Tonight's shirt was ruined, but it was only cloth, not a gift. She'd helped him remove it. At his suggestion, she'd placed a blanket on the couch to keep it dry, since he hadn't taken off his wet jeans. He'd have been more comfortable without them, but that would have sent a sexual signal.

The blanket would also absorb blood, and there would be some. He could limit bleeding, but he couldn't stop it entirely without prematurely sealing the wound.

The first bright shock of pain from the bullet's entry had long since subsided to a crimson haze, unpleasant but manageable. Controlling pain did not mean setting up some magical shield to deny it, but going into it, accepting it fully. Just as his muscles would accept the knife's message when it sliced into him.

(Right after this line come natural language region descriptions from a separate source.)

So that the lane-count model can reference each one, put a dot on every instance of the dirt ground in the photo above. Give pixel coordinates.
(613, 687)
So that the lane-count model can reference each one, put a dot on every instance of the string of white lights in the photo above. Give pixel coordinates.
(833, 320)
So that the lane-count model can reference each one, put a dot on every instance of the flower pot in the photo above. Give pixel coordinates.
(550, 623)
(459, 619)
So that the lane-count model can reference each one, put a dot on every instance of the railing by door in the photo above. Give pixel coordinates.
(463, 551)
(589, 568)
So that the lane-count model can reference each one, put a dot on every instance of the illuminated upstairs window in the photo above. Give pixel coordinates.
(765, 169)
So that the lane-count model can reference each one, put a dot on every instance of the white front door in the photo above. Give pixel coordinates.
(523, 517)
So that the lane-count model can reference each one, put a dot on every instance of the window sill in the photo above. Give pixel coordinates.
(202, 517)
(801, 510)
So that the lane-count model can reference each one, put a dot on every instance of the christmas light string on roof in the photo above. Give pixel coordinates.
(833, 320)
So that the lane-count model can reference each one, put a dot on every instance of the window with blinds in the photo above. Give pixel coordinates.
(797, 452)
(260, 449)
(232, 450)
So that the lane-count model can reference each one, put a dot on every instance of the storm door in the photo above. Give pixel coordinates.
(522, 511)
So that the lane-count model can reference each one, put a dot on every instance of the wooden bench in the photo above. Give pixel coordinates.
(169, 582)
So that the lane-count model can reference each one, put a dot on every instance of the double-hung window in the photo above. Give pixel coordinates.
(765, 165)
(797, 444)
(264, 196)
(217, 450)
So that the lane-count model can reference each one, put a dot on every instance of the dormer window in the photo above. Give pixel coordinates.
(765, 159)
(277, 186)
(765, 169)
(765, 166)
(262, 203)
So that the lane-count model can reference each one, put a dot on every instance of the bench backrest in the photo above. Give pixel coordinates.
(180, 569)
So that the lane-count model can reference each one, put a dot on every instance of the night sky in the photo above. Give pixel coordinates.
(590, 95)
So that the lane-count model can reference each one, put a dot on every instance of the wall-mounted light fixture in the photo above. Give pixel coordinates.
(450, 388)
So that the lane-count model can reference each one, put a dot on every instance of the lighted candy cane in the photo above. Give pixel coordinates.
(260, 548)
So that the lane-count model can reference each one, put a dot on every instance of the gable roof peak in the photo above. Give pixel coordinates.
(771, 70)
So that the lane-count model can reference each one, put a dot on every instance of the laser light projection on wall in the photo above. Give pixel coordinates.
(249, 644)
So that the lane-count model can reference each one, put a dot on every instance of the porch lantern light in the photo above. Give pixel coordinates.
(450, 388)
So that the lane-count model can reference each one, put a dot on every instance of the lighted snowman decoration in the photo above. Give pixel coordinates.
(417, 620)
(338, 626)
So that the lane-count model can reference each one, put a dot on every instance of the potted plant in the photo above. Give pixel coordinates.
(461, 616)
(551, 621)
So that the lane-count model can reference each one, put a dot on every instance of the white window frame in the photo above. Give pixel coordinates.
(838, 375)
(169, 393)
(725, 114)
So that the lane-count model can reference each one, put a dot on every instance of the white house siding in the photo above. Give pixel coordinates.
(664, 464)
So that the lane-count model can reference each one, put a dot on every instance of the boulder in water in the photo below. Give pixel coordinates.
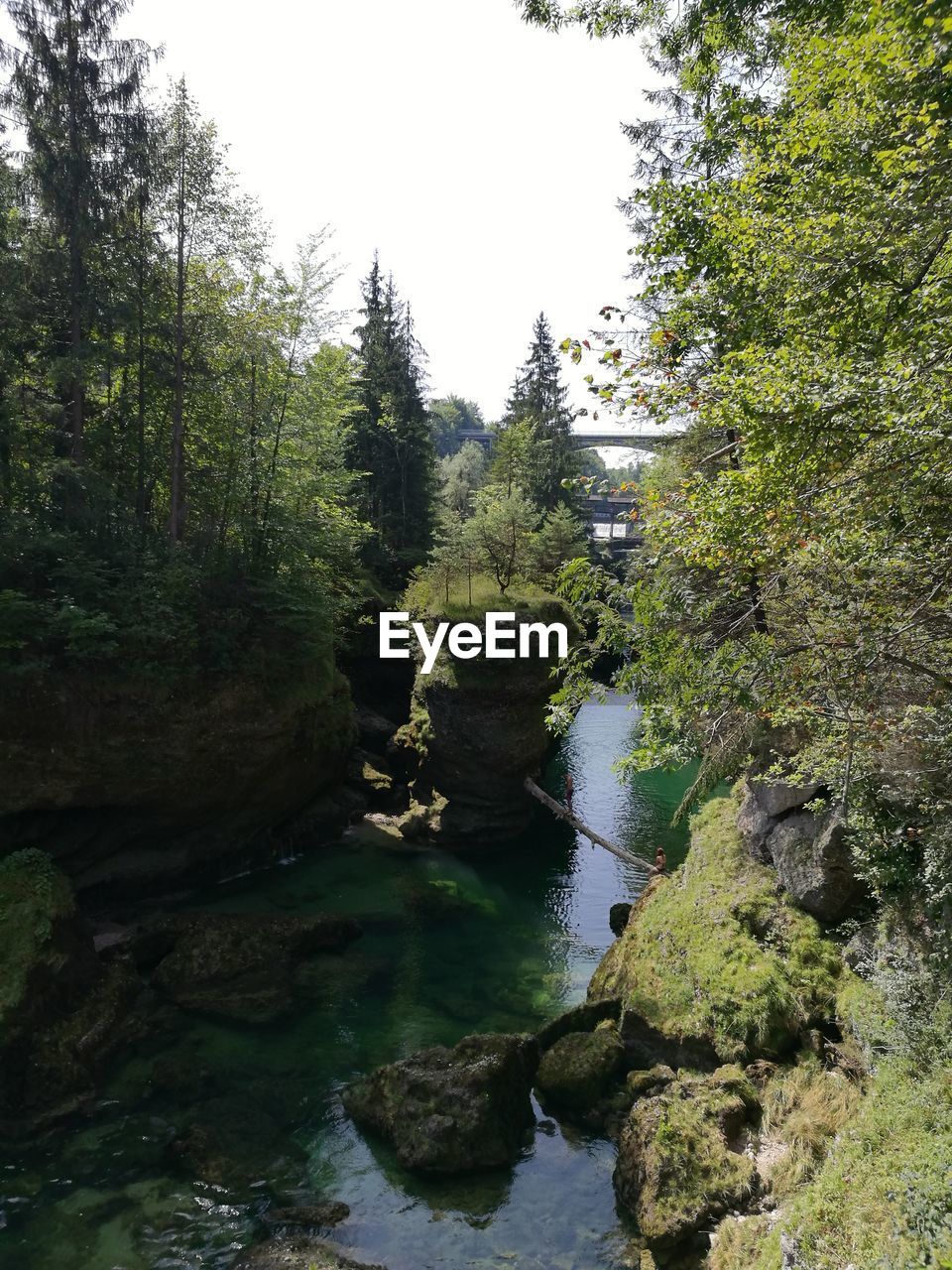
(452, 1110)
(62, 1011)
(580, 1070)
(619, 917)
(298, 1254)
(241, 965)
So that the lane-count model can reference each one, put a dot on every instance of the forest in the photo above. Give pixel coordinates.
(298, 966)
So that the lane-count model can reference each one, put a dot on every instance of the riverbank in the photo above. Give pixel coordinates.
(449, 947)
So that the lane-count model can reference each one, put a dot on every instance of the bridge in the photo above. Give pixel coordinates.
(588, 440)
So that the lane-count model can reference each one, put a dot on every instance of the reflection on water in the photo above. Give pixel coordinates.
(490, 943)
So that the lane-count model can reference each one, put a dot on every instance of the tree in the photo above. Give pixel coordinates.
(76, 90)
(537, 400)
(503, 526)
(461, 474)
(391, 443)
(558, 540)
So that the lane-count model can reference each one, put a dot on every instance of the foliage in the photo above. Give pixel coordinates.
(461, 475)
(749, 976)
(173, 417)
(390, 441)
(534, 445)
(792, 601)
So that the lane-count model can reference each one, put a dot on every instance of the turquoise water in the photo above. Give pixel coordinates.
(495, 942)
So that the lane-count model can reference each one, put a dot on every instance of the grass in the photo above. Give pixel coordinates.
(716, 953)
(805, 1107)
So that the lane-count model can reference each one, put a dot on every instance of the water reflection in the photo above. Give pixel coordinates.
(497, 942)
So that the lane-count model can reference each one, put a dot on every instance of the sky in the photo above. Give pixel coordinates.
(481, 158)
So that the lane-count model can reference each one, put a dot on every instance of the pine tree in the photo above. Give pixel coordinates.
(538, 399)
(391, 441)
(75, 90)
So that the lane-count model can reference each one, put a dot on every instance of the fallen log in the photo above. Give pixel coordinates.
(565, 815)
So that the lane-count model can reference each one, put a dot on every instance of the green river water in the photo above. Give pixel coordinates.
(502, 942)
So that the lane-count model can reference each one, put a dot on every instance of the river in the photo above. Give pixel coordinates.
(497, 942)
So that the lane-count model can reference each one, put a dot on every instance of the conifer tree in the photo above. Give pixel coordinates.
(75, 89)
(538, 399)
(391, 443)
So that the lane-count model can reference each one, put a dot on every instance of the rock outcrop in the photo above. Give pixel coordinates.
(451, 1110)
(132, 789)
(679, 1156)
(715, 962)
(479, 728)
(62, 1011)
(241, 965)
(806, 847)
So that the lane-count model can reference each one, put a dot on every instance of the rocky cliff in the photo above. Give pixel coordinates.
(132, 786)
(479, 728)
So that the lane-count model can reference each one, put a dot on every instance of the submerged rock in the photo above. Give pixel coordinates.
(62, 1011)
(232, 1142)
(807, 848)
(451, 1110)
(298, 1254)
(675, 1167)
(580, 1070)
(311, 1215)
(716, 964)
(241, 965)
(619, 917)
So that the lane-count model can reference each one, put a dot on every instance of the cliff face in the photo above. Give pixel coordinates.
(135, 788)
(479, 728)
(485, 734)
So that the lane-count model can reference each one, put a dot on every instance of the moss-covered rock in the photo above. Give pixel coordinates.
(652, 1080)
(61, 1010)
(675, 1167)
(716, 957)
(451, 1110)
(479, 726)
(132, 786)
(580, 1070)
(244, 965)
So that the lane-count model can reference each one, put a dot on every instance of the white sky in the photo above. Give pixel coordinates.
(481, 157)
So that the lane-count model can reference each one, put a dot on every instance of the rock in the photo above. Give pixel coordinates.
(311, 1215)
(373, 729)
(232, 1142)
(814, 864)
(619, 917)
(298, 1254)
(134, 789)
(580, 1070)
(807, 848)
(652, 1080)
(716, 964)
(675, 1171)
(451, 1110)
(584, 1017)
(479, 731)
(62, 1012)
(860, 952)
(241, 965)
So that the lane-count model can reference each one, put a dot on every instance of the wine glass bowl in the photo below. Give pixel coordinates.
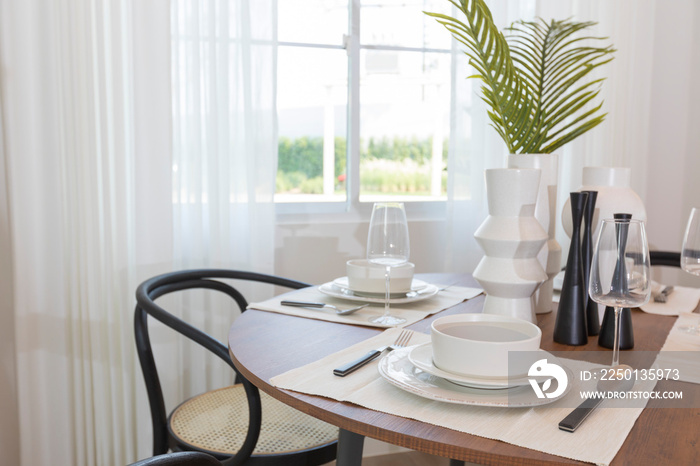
(690, 255)
(620, 270)
(388, 245)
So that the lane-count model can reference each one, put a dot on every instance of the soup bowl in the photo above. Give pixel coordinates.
(370, 278)
(477, 345)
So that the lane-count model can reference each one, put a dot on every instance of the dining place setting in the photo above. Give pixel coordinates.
(379, 290)
(482, 373)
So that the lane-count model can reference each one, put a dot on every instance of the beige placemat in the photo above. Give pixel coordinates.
(681, 350)
(681, 300)
(597, 440)
(412, 312)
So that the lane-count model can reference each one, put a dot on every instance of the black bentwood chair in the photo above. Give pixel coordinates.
(217, 422)
(180, 458)
(667, 258)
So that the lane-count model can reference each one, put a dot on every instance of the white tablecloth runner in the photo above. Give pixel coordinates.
(412, 312)
(682, 349)
(681, 300)
(596, 441)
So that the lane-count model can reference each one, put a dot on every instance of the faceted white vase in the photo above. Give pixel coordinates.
(511, 238)
(614, 196)
(545, 213)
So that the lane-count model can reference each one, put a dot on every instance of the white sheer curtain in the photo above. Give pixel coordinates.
(128, 151)
(137, 140)
(225, 128)
(622, 140)
(85, 140)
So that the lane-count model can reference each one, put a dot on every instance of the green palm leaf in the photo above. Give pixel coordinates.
(503, 89)
(535, 79)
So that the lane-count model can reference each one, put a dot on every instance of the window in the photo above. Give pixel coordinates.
(363, 92)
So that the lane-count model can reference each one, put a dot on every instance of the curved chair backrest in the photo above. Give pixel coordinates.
(180, 458)
(153, 288)
(667, 258)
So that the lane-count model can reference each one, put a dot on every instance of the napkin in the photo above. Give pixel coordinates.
(534, 428)
(681, 350)
(682, 300)
(412, 312)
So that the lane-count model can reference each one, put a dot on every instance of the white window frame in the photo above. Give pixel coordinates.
(352, 209)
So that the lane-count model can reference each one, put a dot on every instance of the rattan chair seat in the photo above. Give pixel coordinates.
(217, 421)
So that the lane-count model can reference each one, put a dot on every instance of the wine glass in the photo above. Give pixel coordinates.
(388, 245)
(690, 255)
(620, 270)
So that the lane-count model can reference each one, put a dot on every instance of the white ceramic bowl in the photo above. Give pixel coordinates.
(478, 344)
(366, 277)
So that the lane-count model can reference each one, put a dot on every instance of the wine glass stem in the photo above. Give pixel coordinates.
(387, 276)
(616, 340)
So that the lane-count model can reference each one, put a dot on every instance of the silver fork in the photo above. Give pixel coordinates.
(400, 342)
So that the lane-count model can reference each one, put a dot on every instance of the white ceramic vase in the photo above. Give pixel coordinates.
(511, 238)
(614, 196)
(545, 213)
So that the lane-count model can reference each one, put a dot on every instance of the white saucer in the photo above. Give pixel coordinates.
(419, 291)
(398, 370)
(421, 356)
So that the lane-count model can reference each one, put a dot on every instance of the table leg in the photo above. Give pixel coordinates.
(349, 448)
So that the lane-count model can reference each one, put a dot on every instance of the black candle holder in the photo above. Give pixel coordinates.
(570, 324)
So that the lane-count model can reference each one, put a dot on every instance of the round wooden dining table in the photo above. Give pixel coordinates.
(265, 344)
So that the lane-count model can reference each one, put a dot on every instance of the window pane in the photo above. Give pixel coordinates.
(312, 108)
(404, 124)
(312, 21)
(403, 23)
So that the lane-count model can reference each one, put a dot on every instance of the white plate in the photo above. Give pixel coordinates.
(398, 370)
(417, 294)
(421, 356)
(343, 282)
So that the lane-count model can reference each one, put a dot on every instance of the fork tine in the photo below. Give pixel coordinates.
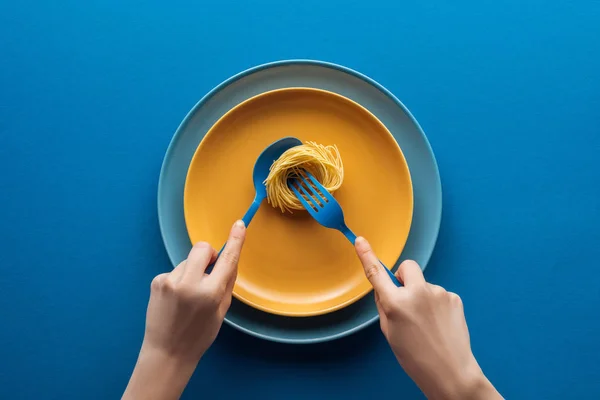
(314, 201)
(310, 208)
(313, 190)
(322, 190)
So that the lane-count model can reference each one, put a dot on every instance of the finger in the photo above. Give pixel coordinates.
(158, 281)
(410, 273)
(198, 259)
(177, 273)
(373, 268)
(226, 266)
(436, 289)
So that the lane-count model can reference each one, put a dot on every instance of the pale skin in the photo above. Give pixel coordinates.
(424, 324)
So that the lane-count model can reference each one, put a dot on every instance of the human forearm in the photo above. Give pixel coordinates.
(158, 376)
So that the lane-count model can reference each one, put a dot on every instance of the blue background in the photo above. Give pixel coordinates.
(508, 93)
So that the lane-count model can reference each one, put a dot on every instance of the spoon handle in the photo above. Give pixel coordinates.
(252, 210)
(247, 218)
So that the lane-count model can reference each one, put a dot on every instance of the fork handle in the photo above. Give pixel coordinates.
(352, 238)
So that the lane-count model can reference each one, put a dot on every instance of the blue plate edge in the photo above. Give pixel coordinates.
(330, 65)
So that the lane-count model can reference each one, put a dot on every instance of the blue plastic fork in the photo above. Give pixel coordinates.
(324, 208)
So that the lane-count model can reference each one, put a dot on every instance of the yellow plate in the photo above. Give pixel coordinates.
(290, 265)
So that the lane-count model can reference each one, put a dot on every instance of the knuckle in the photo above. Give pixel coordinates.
(372, 270)
(169, 286)
(202, 246)
(455, 299)
(156, 283)
(230, 257)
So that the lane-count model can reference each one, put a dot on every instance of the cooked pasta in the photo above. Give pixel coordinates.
(323, 162)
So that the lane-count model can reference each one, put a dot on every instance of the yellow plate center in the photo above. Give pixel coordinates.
(291, 265)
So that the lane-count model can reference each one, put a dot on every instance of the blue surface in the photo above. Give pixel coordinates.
(91, 92)
(417, 151)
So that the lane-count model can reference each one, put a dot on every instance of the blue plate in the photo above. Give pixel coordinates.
(303, 73)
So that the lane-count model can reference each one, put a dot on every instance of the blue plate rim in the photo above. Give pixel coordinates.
(281, 63)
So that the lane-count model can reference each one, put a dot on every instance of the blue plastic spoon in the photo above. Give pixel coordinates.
(259, 175)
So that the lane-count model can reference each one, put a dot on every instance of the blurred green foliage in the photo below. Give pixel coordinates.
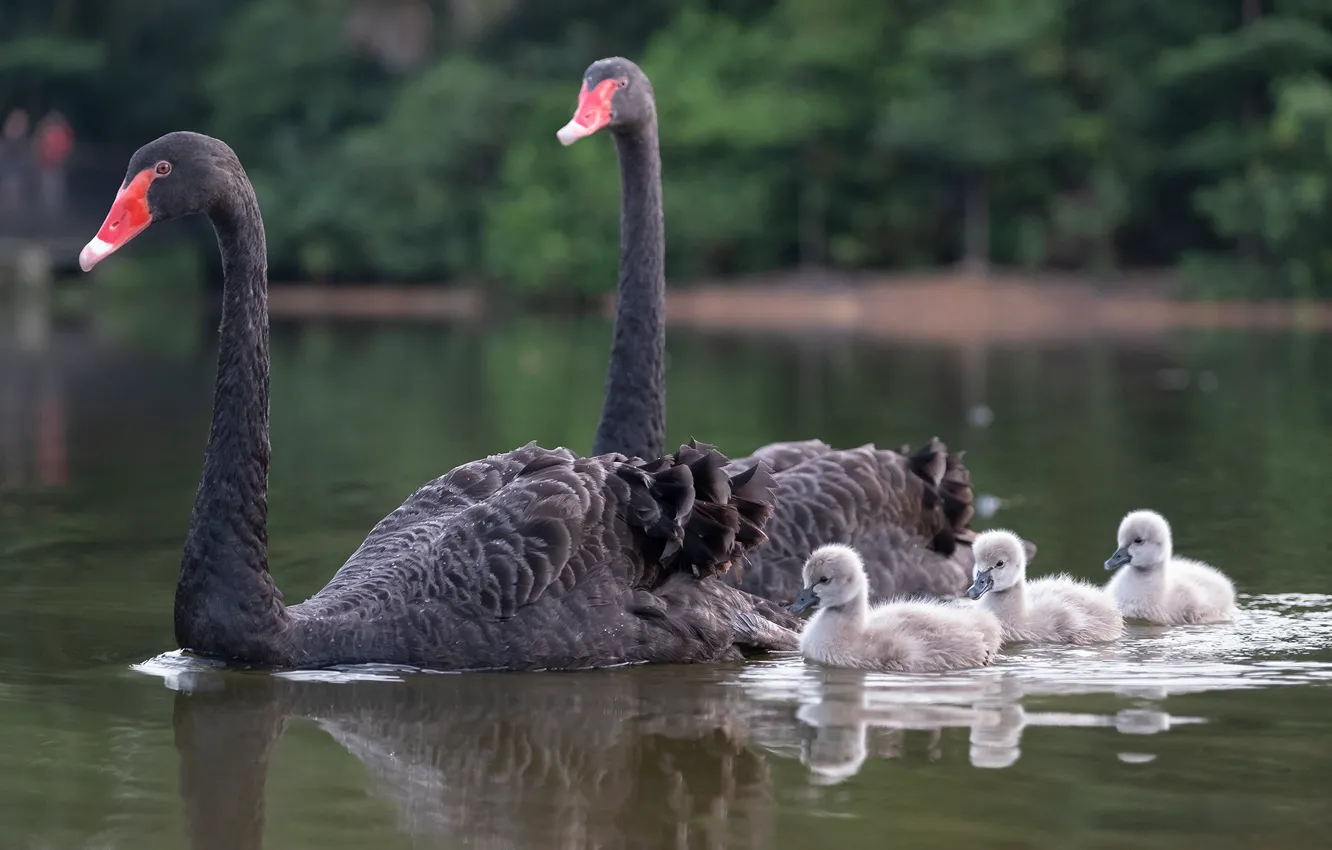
(857, 133)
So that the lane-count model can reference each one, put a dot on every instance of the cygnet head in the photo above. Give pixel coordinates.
(1143, 541)
(1002, 560)
(833, 576)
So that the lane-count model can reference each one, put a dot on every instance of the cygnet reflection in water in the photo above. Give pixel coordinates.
(845, 729)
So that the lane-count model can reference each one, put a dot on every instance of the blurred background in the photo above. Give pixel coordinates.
(413, 140)
(1083, 240)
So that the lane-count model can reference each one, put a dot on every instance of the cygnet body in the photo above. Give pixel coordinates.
(1055, 609)
(905, 637)
(1158, 586)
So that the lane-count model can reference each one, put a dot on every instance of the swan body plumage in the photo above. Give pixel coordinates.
(536, 558)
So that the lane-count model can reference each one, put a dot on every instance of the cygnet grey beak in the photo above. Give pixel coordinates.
(805, 601)
(985, 581)
(1119, 558)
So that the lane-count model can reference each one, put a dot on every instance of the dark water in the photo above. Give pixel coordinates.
(1194, 737)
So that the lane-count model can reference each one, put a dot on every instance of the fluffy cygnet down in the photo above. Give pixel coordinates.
(1055, 609)
(1158, 586)
(905, 637)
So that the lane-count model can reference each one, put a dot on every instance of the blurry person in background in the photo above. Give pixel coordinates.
(53, 141)
(13, 160)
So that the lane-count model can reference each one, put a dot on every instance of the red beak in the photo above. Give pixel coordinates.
(127, 219)
(593, 112)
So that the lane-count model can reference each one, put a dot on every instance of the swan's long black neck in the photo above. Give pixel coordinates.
(633, 416)
(227, 605)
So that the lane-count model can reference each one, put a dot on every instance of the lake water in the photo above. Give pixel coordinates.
(1214, 737)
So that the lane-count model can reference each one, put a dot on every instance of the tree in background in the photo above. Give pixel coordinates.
(414, 139)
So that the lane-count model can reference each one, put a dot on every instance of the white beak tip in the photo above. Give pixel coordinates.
(93, 253)
(572, 132)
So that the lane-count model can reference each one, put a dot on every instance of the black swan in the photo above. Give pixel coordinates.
(907, 513)
(536, 558)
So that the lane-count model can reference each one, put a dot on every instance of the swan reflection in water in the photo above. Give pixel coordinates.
(610, 760)
(620, 758)
(854, 720)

Harder, much harder, was making himself vulnerable to that knife. But Kai would be wielding it, so that was all right.

He lay quietly, waiting, bemused at himself. How odd that he'd come here. It had been instinct, of course. He'd been hurt, in need of help. He'd come to his friend.

His friend. Nathan basked in the wonder of that. He'd known he liked Kai, that he felt good around her, but hadn't realized… gods. He'd just found her. A year ago he would have felt nothing but joy at the finding. Now…

"Okay, I've got gauze and antibiotic ointment and peroxide," Kai said. Her footsteps, soft as they were on the carpet, were audible to him as she approached. "And I found my tweezers. I sterilized them with the peroxide, but I should probably boil them and the knife."

"Not necessary. I'm not susceptible to bacteria or viruses."

"Oh." She took a deep breath. "I'll still clean the area around the wound. It will make me feel better, and I need to get the dried blood off so I can see what I'm doing."

"All right." He slowed his breathing further, closing his eyes. The couch smelled musty; she gave off the fresh, bright scent of a healthy young woman, plus the subtle mix that said Kai to him.

He couldn't go under all the way. Her scent might be enough to keep him from interpreting the knife as an attack, but he wouldn't risk it. Besides, he needed to guide her.

"Where were you that you weren't supposed to be?"

The peroxide was cool and wet. Her touch was firm enough to do the job without being rough. It hurt, but he liked having her touch him. He wished she could do it more often. "At the morgue."

"Are you going to make me pull your story out question by question?"